Reaction across Afghanistan to the anti-Islam video has been relatively muted so far with only one major demonstration on Monday, at which hundreds of Afghan protesters threw large stones at the Afghan police.

Tuesday’s attack, especially coming from a moderate insurgent group known for its willingness to talk to international forces and officials in Afghanistan, may indicate mounting anger with foreigners in Afghanistan.

This growing frustration is likely to challenge the US and NATO, who just announced that they’ve severely restricted partnered operations with Afghan forces in response to fallout from the video and from an increase in Afghan security forces killing international soldiers.

“Suicide bombings are an unusual thing for Hizb-e-Islami. They’ve never conducted such an attack that I can remember, and they weren’t showing a lot of interest in suicide attacks before this,” says Haji Saleh Mohammad, a member of parliament who sits on the security commission. “There is concern that attacks against individual military personnel or nonmilitary foreigners will start here in the city, because if the foreigners continue making issues about the Quran and Muslims such as this film did, it definitely causes hatred.”

Hizb-e-Islami is a significant group within Afghanistan, but it does not have the same level of influence as other groups such as the Taliban or the Haqqani Network. An active opponent of international and Afghan forces here, the group maintains a much more liberal stance on many issues compared to other groups. 

In the past, it’s publicly supported girls’ education, criticized insurgent groups who attack reconstruction projects, offered to protect a critical gas pipeline project, and asked its militants not to use roadside bombs because they frequently result in civilian casualties.
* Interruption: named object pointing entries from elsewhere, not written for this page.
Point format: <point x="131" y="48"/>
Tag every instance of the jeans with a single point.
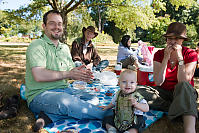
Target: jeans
<point x="65" y="103"/>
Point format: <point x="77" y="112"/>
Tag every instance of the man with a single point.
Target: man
<point x="84" y="51"/>
<point x="48" y="64"/>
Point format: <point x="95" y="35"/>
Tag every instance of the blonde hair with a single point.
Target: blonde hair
<point x="128" y="71"/>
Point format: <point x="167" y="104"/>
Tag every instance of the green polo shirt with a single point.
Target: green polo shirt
<point x="43" y="53"/>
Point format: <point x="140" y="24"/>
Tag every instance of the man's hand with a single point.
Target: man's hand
<point x="81" y="73"/>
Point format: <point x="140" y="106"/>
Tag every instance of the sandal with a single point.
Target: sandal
<point x="9" y="110"/>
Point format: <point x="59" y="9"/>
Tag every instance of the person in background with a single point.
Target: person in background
<point x="126" y="55"/>
<point x="196" y="74"/>
<point x="84" y="52"/>
<point x="174" y="68"/>
<point x="48" y="67"/>
<point x="129" y="106"/>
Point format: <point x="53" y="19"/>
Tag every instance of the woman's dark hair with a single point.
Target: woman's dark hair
<point x="125" y="40"/>
<point x="49" y="12"/>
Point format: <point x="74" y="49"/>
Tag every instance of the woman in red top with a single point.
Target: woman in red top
<point x="174" y="68"/>
<point x="196" y="74"/>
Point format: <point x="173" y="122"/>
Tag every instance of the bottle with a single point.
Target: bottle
<point x="118" y="68"/>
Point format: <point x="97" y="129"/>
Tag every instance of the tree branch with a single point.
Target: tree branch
<point x="74" y="7"/>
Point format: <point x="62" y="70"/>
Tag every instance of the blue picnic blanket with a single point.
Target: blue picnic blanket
<point x="94" y="126"/>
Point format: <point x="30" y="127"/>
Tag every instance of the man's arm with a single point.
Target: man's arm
<point x="42" y="74"/>
<point x="75" y="52"/>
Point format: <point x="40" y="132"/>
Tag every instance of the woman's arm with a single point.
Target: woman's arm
<point x="159" y="72"/>
<point x="186" y="71"/>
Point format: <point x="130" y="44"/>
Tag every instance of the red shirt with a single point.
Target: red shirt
<point x="189" y="55"/>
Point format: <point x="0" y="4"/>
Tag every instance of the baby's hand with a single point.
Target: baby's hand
<point x="103" y="107"/>
<point x="133" y="101"/>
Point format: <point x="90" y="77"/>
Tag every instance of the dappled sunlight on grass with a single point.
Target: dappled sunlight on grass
<point x="12" y="74"/>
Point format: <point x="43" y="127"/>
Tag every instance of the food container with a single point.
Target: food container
<point x="79" y="85"/>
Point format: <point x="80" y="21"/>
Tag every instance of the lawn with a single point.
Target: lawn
<point x="12" y="72"/>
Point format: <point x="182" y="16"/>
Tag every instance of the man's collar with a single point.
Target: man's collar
<point x="49" y="41"/>
<point x="89" y="44"/>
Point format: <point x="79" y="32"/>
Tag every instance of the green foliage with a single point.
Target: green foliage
<point x="103" y="38"/>
<point x="155" y="33"/>
<point x="76" y="21"/>
<point x="128" y="16"/>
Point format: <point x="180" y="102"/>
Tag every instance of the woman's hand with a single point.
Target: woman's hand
<point x="133" y="101"/>
<point x="167" y="51"/>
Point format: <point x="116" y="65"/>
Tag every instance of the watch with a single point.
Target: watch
<point x="181" y="62"/>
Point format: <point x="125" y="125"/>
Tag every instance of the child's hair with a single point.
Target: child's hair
<point x="128" y="71"/>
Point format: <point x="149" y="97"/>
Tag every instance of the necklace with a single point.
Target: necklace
<point x="172" y="62"/>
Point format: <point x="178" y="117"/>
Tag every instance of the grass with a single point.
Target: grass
<point x="12" y="73"/>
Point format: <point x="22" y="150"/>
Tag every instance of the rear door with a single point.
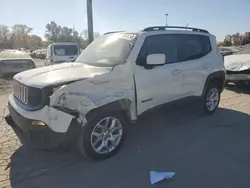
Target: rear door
<point x="195" y="55"/>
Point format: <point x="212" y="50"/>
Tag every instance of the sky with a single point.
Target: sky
<point x="219" y="17"/>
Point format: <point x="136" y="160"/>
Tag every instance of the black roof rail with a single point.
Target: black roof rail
<point x="161" y="28"/>
<point x="112" y="32"/>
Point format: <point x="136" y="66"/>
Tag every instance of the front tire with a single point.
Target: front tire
<point x="211" y="98"/>
<point x="103" y="135"/>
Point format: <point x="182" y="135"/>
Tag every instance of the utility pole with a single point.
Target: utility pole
<point x="166" y="19"/>
<point x="90" y="21"/>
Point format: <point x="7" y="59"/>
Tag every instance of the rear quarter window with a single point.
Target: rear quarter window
<point x="192" y="47"/>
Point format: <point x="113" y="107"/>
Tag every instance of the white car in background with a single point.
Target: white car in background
<point x="12" y="62"/>
<point x="62" y="52"/>
<point x="238" y="66"/>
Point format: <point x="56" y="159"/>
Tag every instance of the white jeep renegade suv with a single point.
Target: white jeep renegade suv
<point x="117" y="77"/>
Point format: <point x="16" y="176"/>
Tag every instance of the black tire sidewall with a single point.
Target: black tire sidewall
<point x="210" y="86"/>
<point x="84" y="143"/>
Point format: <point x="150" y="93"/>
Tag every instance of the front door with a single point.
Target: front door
<point x="156" y="85"/>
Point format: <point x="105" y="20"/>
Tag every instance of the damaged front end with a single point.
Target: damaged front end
<point x="73" y="103"/>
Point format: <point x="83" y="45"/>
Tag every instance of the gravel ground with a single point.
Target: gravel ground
<point x="204" y="151"/>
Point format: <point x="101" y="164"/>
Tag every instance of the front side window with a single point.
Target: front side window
<point x="192" y="47"/>
<point x="65" y="50"/>
<point x="159" y="44"/>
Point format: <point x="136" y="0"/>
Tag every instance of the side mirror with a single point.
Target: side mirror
<point x="156" y="59"/>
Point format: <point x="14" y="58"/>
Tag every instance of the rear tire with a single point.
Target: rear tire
<point x="97" y="141"/>
<point x="211" y="98"/>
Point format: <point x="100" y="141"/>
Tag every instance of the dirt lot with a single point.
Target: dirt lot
<point x="204" y="151"/>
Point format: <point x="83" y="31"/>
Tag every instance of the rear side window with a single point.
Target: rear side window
<point x="155" y="44"/>
<point x="192" y="47"/>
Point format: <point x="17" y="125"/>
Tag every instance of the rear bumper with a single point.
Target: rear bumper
<point x="40" y="137"/>
<point x="238" y="77"/>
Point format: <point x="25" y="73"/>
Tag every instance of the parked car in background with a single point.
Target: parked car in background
<point x="12" y="62"/>
<point x="40" y="53"/>
<point x="225" y="51"/>
<point x="118" y="77"/>
<point x="62" y="52"/>
<point x="238" y="66"/>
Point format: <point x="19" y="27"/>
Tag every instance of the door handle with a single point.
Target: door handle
<point x="206" y="66"/>
<point x="176" y="72"/>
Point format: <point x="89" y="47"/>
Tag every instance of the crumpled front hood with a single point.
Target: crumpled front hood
<point x="61" y="73"/>
<point x="237" y="62"/>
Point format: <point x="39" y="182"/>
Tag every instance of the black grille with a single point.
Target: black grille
<point x="29" y="96"/>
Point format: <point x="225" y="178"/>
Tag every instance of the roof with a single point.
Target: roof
<point x="14" y="54"/>
<point x="65" y="43"/>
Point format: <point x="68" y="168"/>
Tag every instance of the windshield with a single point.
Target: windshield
<point x="245" y="50"/>
<point x="65" y="50"/>
<point x="108" y="50"/>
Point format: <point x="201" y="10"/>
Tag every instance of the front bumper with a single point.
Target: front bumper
<point x="40" y="137"/>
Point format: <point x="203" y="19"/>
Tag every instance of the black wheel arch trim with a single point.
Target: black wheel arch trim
<point x="215" y="75"/>
<point x="121" y="105"/>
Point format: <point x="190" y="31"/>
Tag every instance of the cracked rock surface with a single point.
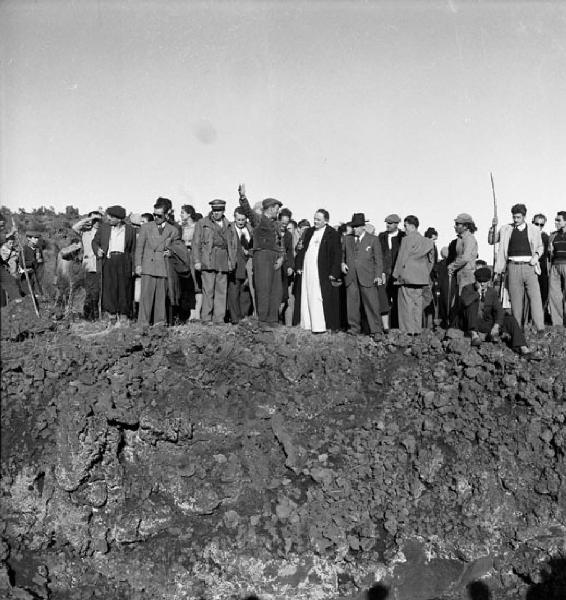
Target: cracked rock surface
<point x="208" y="463"/>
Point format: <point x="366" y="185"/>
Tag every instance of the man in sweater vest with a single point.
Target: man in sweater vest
<point x="520" y="247"/>
<point x="557" y="292"/>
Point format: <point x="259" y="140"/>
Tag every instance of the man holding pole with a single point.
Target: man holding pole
<point x="520" y="247"/>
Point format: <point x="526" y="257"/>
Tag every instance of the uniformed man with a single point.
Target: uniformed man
<point x="268" y="255"/>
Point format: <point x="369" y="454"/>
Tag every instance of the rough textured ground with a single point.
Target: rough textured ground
<point x="205" y="463"/>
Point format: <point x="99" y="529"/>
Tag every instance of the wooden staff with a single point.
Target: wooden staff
<point x="495" y="223"/>
<point x="23" y="259"/>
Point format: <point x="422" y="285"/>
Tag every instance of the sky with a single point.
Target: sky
<point x="373" y="107"/>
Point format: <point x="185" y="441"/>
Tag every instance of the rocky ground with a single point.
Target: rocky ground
<point x="226" y="462"/>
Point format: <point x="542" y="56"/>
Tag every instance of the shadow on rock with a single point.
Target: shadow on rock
<point x="377" y="592"/>
<point x="477" y="590"/>
<point x="553" y="582"/>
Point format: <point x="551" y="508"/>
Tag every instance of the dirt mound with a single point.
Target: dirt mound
<point x="219" y="462"/>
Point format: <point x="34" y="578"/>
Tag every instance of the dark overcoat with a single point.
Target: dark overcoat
<point x="329" y="262"/>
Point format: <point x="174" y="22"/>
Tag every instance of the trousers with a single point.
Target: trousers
<point x="268" y="285"/>
<point x="153" y="300"/>
<point x="557" y="294"/>
<point x="522" y="278"/>
<point x="214" y="292"/>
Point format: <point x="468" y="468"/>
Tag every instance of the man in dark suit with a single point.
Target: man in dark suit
<point x="239" y="294"/>
<point x="152" y="252"/>
<point x="390" y="241"/>
<point x="114" y="245"/>
<point x="482" y="312"/>
<point x="362" y="265"/>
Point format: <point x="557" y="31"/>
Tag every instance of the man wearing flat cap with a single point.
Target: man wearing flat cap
<point x="87" y="229"/>
<point x="114" y="244"/>
<point x="482" y="312"/>
<point x="464" y="264"/>
<point x="390" y="241"/>
<point x="268" y="255"/>
<point x="364" y="271"/>
<point x="214" y="249"/>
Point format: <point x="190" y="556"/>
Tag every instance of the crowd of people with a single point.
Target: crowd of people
<point x="215" y="270"/>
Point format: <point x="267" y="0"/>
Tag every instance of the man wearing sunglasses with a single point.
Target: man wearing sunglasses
<point x="152" y="253"/>
<point x="557" y="293"/>
<point x="520" y="248"/>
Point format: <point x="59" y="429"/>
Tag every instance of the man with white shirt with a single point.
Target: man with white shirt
<point x="114" y="243"/>
<point x="239" y="293"/>
<point x="390" y="241"/>
<point x="520" y="248"/>
<point x="87" y="229"/>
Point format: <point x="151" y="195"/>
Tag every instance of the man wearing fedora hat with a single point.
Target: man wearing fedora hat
<point x="214" y="248"/>
<point x="152" y="252"/>
<point x="114" y="244"/>
<point x="362" y="265"/>
<point x="268" y="255"/>
<point x="390" y="241"/>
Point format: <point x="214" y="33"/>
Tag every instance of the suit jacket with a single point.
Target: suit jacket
<point x="151" y="245"/>
<point x="503" y="236"/>
<point x="243" y="253"/>
<point x="491" y="311"/>
<point x="203" y="243"/>
<point x="364" y="261"/>
<point x="390" y="256"/>
<point x="414" y="261"/>
<point x="102" y="239"/>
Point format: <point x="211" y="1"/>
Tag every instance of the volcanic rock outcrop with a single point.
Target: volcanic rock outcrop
<point x="208" y="463"/>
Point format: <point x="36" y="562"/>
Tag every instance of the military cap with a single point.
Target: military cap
<point x="116" y="211"/>
<point x="358" y="220"/>
<point x="270" y="202"/>
<point x="482" y="274"/>
<point x="464" y="218"/>
<point x="135" y="219"/>
<point x="218" y="204"/>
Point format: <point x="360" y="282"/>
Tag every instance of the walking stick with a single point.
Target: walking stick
<point x="494" y="226"/>
<point x="101" y="288"/>
<point x="23" y="259"/>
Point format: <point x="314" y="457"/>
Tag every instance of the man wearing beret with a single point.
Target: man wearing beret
<point x="114" y="244"/>
<point x="268" y="255"/>
<point x="214" y="248"/>
<point x="152" y="252"/>
<point x="482" y="312"/>
<point x="33" y="257"/>
<point x="390" y="241"/>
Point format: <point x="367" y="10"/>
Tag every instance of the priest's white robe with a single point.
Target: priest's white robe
<point x="312" y="311"/>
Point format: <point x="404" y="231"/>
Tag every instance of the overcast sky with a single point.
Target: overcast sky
<point x="372" y="107"/>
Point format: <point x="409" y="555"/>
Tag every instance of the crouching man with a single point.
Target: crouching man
<point x="483" y="313"/>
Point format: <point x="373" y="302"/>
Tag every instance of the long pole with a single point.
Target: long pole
<point x="494" y="219"/>
<point x="23" y="259"/>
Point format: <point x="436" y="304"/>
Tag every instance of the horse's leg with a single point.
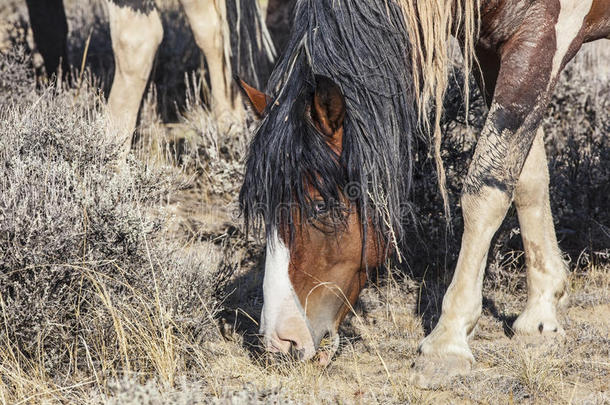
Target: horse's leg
<point x="136" y="32"/>
<point x="209" y="24"/>
<point x="50" y="29"/>
<point x="546" y="273"/>
<point x="529" y="65"/>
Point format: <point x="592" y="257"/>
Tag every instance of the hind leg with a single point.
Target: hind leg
<point x="50" y="29"/>
<point x="546" y="273"/>
<point x="136" y="31"/>
<point x="209" y="24"/>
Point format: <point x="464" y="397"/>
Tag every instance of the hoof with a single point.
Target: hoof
<point x="526" y="326"/>
<point x="326" y="352"/>
<point x="436" y="372"/>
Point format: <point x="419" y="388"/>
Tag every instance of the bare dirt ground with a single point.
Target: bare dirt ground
<point x="194" y="343"/>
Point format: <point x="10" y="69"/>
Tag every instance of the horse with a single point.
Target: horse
<point x="329" y="166"/>
<point x="231" y="34"/>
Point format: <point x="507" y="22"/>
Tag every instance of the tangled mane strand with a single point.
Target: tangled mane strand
<point x="249" y="48"/>
<point x="363" y="47"/>
<point x="430" y="25"/>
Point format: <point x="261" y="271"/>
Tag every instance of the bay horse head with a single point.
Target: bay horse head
<point x="329" y="165"/>
<point x="318" y="252"/>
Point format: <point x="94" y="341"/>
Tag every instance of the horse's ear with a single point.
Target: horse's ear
<point x="328" y="109"/>
<point x="258" y="99"/>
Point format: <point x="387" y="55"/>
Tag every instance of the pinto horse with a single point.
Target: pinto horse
<point x="329" y="166"/>
<point x="230" y="33"/>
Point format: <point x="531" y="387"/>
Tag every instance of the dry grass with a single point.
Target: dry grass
<point x="153" y="328"/>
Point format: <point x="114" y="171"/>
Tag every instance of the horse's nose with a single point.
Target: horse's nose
<point x="292" y="338"/>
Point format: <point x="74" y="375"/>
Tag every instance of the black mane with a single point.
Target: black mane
<point x="362" y="46"/>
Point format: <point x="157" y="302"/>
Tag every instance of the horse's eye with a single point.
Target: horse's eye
<point x="320" y="207"/>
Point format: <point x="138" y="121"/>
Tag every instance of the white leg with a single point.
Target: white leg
<point x="462" y="303"/>
<point x="136" y="35"/>
<point x="546" y="273"/>
<point x="209" y="24"/>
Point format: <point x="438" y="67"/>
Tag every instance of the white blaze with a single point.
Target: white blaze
<point x="277" y="288"/>
<point x="283" y="319"/>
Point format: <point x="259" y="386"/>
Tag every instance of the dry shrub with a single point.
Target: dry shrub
<point x="89" y="280"/>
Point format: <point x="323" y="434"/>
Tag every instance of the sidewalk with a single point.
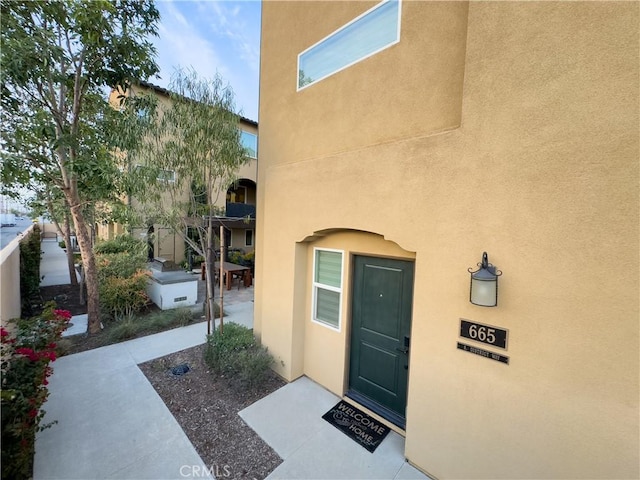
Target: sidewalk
<point x="111" y="423"/>
<point x="53" y="266"/>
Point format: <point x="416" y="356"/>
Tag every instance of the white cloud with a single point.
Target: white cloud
<point x="213" y="36"/>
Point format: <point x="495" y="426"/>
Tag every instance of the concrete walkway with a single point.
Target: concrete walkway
<point x="53" y="266"/>
<point x="290" y="421"/>
<point x="111" y="423"/>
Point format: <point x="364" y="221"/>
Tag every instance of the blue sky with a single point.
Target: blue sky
<point x="213" y="36"/>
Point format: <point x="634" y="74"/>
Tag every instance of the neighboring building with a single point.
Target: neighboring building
<point x="418" y="136"/>
<point x="238" y="203"/>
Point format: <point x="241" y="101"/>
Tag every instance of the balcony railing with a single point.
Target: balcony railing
<point x="239" y="210"/>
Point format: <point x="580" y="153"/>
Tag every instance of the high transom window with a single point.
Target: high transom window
<point x="327" y="287"/>
<point x="368" y="34"/>
<point x="250" y="142"/>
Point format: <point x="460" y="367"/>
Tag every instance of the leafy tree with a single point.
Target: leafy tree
<point x="189" y="155"/>
<point x="57" y="58"/>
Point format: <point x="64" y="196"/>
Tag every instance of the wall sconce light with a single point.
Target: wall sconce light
<point x="484" y="284"/>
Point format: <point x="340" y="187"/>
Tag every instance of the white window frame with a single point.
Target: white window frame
<point x="375" y="7"/>
<point x="252" y="238"/>
<point x="172" y="178"/>
<point x="255" y="154"/>
<point x="315" y="285"/>
<point x="168" y="180"/>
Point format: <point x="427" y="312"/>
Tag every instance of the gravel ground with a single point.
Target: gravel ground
<point x="206" y="407"/>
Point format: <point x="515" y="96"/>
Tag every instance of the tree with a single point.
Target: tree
<point x="56" y="60"/>
<point x="189" y="155"/>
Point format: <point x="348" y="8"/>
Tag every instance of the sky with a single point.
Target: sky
<point x="212" y="36"/>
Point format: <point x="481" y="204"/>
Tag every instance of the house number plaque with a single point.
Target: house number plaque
<point x="494" y="336"/>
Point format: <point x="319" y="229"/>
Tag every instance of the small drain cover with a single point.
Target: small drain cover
<point x="180" y="369"/>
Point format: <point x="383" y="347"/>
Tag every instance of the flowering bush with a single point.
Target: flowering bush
<point x="26" y="356"/>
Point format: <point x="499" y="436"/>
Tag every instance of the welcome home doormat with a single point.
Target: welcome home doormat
<point x="357" y="425"/>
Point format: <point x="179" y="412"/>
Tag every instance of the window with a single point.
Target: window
<point x="327" y="287"/>
<point x="160" y="174"/>
<point x="250" y="142"/>
<point x="237" y="194"/>
<point x="167" y="175"/>
<point x="370" y="33"/>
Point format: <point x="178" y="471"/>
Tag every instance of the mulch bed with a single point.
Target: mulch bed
<point x="206" y="406"/>
<point x="67" y="297"/>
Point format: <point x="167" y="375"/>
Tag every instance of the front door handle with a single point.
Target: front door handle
<point x="405" y="348"/>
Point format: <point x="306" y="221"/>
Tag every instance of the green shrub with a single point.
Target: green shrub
<point x="124" y="329"/>
<point x="236" y="354"/>
<point x="122" y="244"/>
<point x="122" y="277"/>
<point x="183" y="316"/>
<point x="124" y="296"/>
<point x="120" y="265"/>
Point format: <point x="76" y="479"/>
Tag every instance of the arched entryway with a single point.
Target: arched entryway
<point x="359" y="307"/>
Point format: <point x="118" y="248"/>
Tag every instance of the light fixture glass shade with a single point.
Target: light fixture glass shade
<point x="484" y="284"/>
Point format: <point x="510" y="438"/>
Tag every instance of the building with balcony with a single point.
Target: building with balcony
<point x="237" y="204"/>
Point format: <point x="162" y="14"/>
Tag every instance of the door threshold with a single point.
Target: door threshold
<point x="389" y="415"/>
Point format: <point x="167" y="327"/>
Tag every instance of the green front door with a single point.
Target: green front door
<point x="380" y="335"/>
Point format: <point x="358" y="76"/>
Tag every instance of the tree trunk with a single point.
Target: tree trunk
<point x="70" y="260"/>
<point x="66" y="234"/>
<point x="89" y="266"/>
<point x="209" y="278"/>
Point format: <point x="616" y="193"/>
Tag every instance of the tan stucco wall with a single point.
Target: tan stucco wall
<point x="542" y="173"/>
<point x="168" y="245"/>
<point x="326" y="349"/>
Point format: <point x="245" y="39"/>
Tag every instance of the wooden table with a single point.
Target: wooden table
<point x="232" y="270"/>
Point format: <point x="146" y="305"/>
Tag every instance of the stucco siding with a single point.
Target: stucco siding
<point x="527" y="149"/>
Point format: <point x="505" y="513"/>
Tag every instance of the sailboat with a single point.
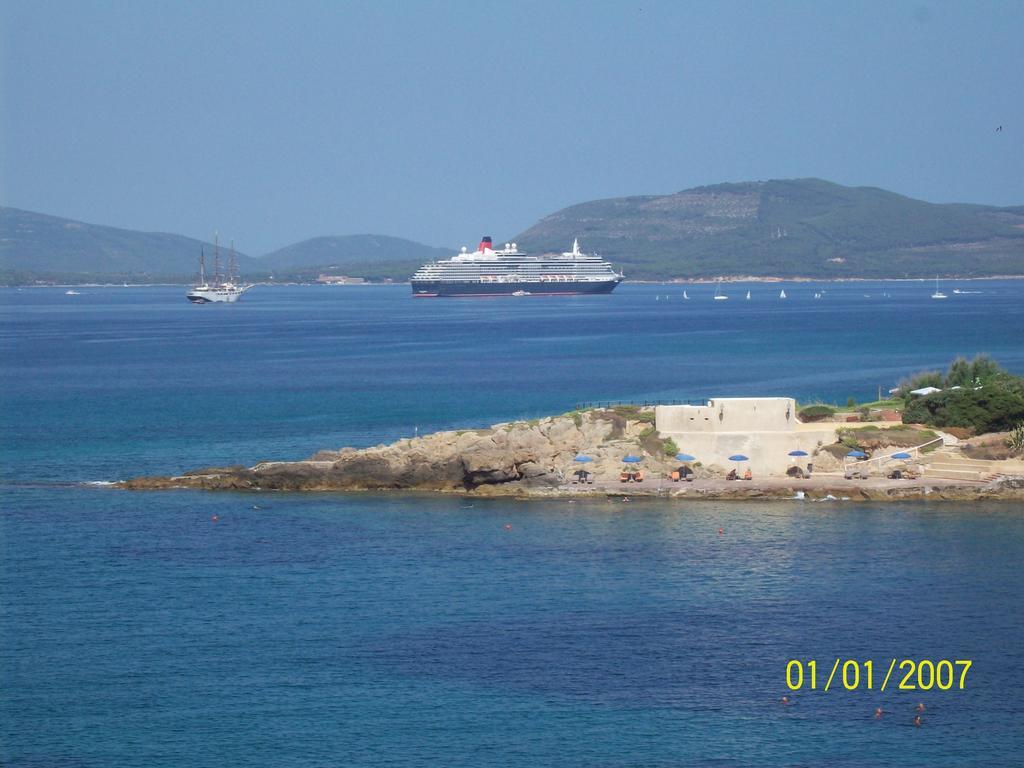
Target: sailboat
<point x="220" y="289"/>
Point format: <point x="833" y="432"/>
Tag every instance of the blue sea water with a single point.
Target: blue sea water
<point x="304" y="630"/>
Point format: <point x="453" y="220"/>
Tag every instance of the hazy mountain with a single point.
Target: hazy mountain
<point x="375" y="256"/>
<point x="788" y="227"/>
<point x="40" y="244"/>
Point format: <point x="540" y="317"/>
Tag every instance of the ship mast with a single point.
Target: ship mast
<point x="232" y="266"/>
<point x="216" y="260"/>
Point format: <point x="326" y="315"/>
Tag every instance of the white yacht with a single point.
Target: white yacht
<point x="505" y="271"/>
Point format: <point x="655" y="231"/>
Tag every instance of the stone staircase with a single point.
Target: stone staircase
<point x="949" y="464"/>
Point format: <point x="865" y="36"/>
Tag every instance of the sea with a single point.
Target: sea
<point x="225" y="629"/>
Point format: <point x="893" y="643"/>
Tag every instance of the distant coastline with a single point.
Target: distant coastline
<point x="733" y="279"/>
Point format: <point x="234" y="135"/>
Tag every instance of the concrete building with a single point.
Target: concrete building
<point x="765" y="429"/>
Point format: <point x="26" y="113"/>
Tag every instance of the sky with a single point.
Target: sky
<point x="273" y="122"/>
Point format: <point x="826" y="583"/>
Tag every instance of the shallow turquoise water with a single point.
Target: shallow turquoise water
<point x="412" y="630"/>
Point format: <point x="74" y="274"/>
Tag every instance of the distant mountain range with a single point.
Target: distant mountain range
<point x="796" y="227"/>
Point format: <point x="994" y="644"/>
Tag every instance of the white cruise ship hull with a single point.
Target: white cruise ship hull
<point x="431" y="289"/>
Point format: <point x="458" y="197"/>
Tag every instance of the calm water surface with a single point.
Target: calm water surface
<point x="305" y="630"/>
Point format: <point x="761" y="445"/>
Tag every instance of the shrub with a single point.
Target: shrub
<point x="815" y="413"/>
<point x="993" y="408"/>
<point x="1016" y="439"/>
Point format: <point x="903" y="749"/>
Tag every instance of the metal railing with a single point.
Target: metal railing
<point x="589" y="404"/>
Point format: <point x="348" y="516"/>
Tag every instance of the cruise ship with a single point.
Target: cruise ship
<point x="510" y="272"/>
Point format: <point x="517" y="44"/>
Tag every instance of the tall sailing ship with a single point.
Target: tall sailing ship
<point x="221" y="288"/>
<point x="509" y="271"/>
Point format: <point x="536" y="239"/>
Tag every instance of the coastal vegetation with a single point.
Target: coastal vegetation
<point x="816" y="412"/>
<point x="977" y="395"/>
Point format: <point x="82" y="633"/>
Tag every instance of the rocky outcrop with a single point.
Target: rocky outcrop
<point x="537" y="459"/>
<point x="519" y="457"/>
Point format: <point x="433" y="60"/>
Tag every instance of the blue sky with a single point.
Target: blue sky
<point x="274" y="122"/>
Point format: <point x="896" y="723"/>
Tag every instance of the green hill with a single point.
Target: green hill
<point x="798" y="227"/>
<point x="39" y="245"/>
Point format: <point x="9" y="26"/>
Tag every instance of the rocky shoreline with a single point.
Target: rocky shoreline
<point x="536" y="460"/>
“This is not the first time we carried out suicide attacks,” says Zubair Sadeqi, a spokesman for Hizb-e-Islami’s military wing. “We don’t do a lot of suicide attacks, but when it becomes a religious issue we are ready to carry out suicide attacks.”

The group has also been among the most willing to speak with international forces looking for a negotiated settlement to end to conflict here at a time when foreign officials have struggled to make inroads with the Taliban and other organizations. Still, says Mr. Sadeqi, the latest bombing is not necessarily an indication that the group will stop talks with international forces. Such decisions, he says, will be left to the group’s political wing. 

Many Afghans say that anger stemming from incidents like the release of the anti-Islamic YouTube video tend to be short-lived and Afghans generally return to the status quo within a matter of days.

“Every Afghan knows that the presence of foreigners is useful to this country,” says Ahmad Zia Rafat, an independent political analyst in Kabul. “Hizb-e-Islami and the Taliban will continue these kinds of attacks as much as they want, but the people, especially those in the cities, will not try to harm foreigners.”